If the strain of SA is not resistant to Methicillin or another common antibiotic drug, you will be given these drugs, usually in tablet form.
If the infection is MRSA (that is, resistant to many common antibiotics, including Methicillin), other types of antibiotics will be given. It may be necessary to carry out lab tests on a sample of the bacteria, in order to find out which antibiotics will work on the particular strain.

People who are ‘colonised’ with the bacteria have the MRSA germs present on the skin or nose, but they have not yet caused any harm. If you are colonised, you can infect yourself or other people, so it is important to remove the bacteria. A special antibiotic called mupirocin is usually applied to the skin or the inside of the nose to remove the bacteria. Skin and hair may be washed with special antiseptics.

You become infected with SA if the bacteria get into the body through a break in the skin. This may happen through burns, surgical wounds, or the entry point for a catheter. This is why people in hospital are more likely to get infected – they are more likely to have an opening for the infection to enter the body.

Most strains of MRSA can be treated with the antibiotics.

Staphylococcus aureus is quite common: around 30% of people carry the germ in their nose or on their skin (this is often referred to as being ‘colonised’ with the germ). SA and MRSA are not normally a risk to healthy people and the majority of people colonised with SA do not have any symptoms and aren’t aware they are carrying the germ.

For people who do become infected with MRSA, symptoms can include the following:

• boils and abscesses in any part of the body,
• impetigo (an infectious skin disease),
• septic wounds,
• heart-valve infections,
• food poisoning and
• toxic shock syndrome

The chance of bacteria becoming resistant to drug treatment can be reduced by using antibiotics carefully. Whenever possible, a germ’s reaction to various antibiotics should be tested to make sure the most effective antibiotic is given. The full course of antibiotics should always be taken.

MRSA is usually passed on by human contact, often from the skin of the hands. Therefore hands should always be thoroughly washed and disposable gloves worn when changing dressings etc. to prevent spreading the germ to other people.

Hospital staff who come into contact with patients should maintain very high standards of hygiene and take extra care when treating patients with MRSA. Before examining a patient, hospital staff should make sure they have washed their hands or cleaned them with a special alcohol rub or gel. Alcohol hand gel dispensers may also be placed by patients’ beds and at the entrance to clinical areas for use by staff and visitors. If you are concerned about hygiene, don’t be afraid to ask the doctor or nurse treating you if they have washed their hands.
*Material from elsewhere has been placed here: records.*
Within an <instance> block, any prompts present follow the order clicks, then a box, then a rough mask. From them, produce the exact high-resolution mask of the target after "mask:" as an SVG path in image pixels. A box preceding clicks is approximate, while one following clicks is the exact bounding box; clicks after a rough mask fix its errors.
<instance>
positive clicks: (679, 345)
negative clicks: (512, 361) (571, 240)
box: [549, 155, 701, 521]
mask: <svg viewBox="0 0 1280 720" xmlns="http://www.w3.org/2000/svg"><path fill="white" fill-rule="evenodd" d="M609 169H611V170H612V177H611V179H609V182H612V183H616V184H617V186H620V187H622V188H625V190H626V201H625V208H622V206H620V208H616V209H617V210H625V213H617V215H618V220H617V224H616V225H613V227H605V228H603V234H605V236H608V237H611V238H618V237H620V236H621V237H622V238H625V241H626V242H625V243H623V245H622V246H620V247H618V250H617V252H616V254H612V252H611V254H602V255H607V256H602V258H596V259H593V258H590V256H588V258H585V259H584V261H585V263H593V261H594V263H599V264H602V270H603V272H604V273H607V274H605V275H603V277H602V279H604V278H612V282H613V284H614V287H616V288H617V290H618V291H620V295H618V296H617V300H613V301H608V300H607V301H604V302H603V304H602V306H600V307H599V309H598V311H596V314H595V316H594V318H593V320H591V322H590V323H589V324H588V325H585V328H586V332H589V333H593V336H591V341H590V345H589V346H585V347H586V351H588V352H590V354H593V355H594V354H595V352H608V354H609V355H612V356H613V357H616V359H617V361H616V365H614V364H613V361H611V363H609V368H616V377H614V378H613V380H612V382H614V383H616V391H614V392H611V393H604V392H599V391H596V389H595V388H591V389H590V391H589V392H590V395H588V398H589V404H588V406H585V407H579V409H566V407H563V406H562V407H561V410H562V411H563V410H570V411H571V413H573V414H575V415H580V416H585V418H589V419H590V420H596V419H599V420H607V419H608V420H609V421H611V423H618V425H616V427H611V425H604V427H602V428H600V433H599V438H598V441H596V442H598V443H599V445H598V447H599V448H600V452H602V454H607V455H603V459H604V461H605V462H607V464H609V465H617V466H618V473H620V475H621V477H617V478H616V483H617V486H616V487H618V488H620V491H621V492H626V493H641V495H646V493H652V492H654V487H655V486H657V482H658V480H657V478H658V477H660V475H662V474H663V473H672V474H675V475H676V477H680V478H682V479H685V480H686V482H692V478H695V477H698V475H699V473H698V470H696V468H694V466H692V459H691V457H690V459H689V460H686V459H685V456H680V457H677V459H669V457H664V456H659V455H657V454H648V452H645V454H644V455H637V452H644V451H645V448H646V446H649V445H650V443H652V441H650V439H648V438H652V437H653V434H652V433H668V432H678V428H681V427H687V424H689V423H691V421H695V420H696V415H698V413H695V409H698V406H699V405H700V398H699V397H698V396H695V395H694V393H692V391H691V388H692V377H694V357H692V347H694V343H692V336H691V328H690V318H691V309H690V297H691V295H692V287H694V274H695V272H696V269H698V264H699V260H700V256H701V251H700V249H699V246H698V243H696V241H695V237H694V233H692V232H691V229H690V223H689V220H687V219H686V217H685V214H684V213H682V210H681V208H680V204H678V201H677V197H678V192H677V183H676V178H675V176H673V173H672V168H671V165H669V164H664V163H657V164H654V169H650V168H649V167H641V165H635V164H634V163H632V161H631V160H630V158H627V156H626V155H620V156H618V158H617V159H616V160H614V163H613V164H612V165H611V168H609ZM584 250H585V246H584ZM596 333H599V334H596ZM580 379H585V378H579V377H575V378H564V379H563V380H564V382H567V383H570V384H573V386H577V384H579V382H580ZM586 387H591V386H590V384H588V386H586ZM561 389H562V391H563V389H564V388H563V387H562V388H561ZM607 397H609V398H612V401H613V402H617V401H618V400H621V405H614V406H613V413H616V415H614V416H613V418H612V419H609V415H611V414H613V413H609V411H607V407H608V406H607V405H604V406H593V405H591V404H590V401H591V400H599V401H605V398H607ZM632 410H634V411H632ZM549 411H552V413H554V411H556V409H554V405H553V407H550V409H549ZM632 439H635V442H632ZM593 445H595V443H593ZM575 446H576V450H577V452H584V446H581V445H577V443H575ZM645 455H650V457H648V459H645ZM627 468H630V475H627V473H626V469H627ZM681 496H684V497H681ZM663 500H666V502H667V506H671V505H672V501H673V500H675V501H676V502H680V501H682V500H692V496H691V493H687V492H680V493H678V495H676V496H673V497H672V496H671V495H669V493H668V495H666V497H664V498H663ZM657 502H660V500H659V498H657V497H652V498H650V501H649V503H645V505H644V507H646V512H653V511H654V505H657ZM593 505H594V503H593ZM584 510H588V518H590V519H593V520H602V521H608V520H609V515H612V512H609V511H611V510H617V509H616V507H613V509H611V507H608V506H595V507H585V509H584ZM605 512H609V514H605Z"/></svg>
When in hospital, you can reduce your risk of infection by taking sensible precautions such as:

• Keeping your hands and body clean. Take soap and moist hand-wipes with you, as well as your own razor.
• Always wash your hands after using the toilet.
• Always wash your hands or clean them with a hand-wipe immediately before and after eating a meal.
• Make sure your bed area is regularly cleaned and report any unclean toilet or bathroom facilities to staff.